A Emenda Constitucional 132/23 trouxe alterações importantes para o cenário tributário nacional, especialmente no que se refere à tributação sobre o consumo.

Com a recente regulamentação da Reforma Tributária pela Lei Complementar 214/25, os novos tributos criados – em especial a CBS e o IBS – têm o potencial de aumentar os litígios fiscais até que haja um amadurecimento do novo sistema. Torna-se, assim, necessário elaborar estudos e propostas sobre os impactos processuais decorrentes da reforma.

Diante disso, o Superior Tribunal de Justiça (STJ) criou um grupo de trabalho (GT) para promover debates e propostas sobre os possíveis impactos da Reforma Tributária nas atividades jurisdicionais exercidas pela Justiça Federal e pela Corte Superior.

Composto pela ministra Regina Helena Costa (coordenadora), pelo ministro Paulo Sérgio Domingues e pelo juiz federal Daniel Marchionatti Barbosa, o GT foi instituído pela Portaria STJ/GP 458/24. Em 24 de abril, o grupo divulgou seu relatório final, que foi aprovado pela 1ª Seção do STJ.

O relatório apontou algumas consequências do novo modelo desenhado pela Reforma Tributária sobre o consumo. Em conjunto, essas consequências expõem a dificuldade em manter a forma atual de organização do sistema judiciário. O documento cita:

  • cumulação de tributos sobre uma mesma base tributável, considerando que a CBS e o IBS, apesar de serem exigidos por sujeitos passivos distintos, compartilham da mesma base de incidência e regras em comum;
  • fragmentação e multiplicação das execuções fiscais, já que cada fato gerador dará direito a três créditos tributários, um para cada ente federativo (União, estado e município);
  • o grande número de sujeitos passivos nas ações de iniciativa dos contribuintes. Em exemplo citado no próprio relatório, um contribuinte que pretenda declarar que não há incidência de IBS, dada determinada situação de fato, deverá escolher contra que entes vale mais a pena litigar – ou promover ações contra todos; e
  • a consequente sobrecarga do sistema judiciário. De acordo com o relatório: "Se não houver um esforço sério para racionalizar a litigância judicial envolvendo o IBS e a CBS, o sistema judiciário poderá receber mais demandas do que tem capacidade de lidar".

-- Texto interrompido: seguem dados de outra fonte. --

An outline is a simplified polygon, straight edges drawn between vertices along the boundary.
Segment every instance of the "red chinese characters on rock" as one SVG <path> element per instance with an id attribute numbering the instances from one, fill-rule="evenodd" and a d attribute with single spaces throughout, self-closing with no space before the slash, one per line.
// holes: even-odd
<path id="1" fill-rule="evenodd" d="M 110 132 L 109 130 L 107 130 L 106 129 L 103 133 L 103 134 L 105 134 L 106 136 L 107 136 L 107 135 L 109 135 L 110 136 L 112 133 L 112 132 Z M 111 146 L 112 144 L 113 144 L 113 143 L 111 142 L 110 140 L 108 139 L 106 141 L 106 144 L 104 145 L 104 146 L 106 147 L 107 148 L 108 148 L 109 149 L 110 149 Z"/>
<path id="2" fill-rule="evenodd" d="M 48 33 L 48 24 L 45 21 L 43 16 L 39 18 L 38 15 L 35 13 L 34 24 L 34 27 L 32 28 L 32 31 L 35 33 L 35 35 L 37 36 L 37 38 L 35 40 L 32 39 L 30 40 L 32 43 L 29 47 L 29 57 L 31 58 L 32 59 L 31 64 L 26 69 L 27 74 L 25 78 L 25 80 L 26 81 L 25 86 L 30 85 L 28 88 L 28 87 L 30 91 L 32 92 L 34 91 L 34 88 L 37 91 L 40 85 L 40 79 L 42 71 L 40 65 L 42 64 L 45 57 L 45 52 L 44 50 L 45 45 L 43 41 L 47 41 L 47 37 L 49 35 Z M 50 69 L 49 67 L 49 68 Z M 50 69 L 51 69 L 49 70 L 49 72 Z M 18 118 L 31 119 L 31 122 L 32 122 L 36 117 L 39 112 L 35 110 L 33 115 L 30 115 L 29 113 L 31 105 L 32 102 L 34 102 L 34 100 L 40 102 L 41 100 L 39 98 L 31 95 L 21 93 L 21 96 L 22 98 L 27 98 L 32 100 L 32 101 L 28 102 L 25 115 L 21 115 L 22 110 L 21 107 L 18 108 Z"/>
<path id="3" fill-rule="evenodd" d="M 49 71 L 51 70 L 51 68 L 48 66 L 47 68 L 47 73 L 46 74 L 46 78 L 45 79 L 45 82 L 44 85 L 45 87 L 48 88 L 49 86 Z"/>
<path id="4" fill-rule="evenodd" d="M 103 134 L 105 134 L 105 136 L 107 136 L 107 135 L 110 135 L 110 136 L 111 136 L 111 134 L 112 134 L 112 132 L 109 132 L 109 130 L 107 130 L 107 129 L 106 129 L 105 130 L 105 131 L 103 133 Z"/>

Frente a esse cenário, percebe-se que a litigiosidade e os conflitos interpretativos entre os entes federativos poderão aumentar, se a regulamentação da Reforma Tributária não for feita em conjunto com uma reestruturação do atual sistema processual tributário.

Como alternativas para mitigar os impactos, o GT apresentou algumas propostas novas, bem como sua análise de projetos já em discussão, como:

  • criação de Ação Direta de Legalidade (ADL) e Ação Direta de Ilegalidade (Adil), de competência do STJ;
  • concentração de causas do IBS e da CBS (execuções fiscais e ações antiexacionais);
  • criação de um órgão concentrador;
  • estabelecimento de alçadas; e

  • requerimento administrativo prévio.

A seguir, detalhamos cada um desses itens.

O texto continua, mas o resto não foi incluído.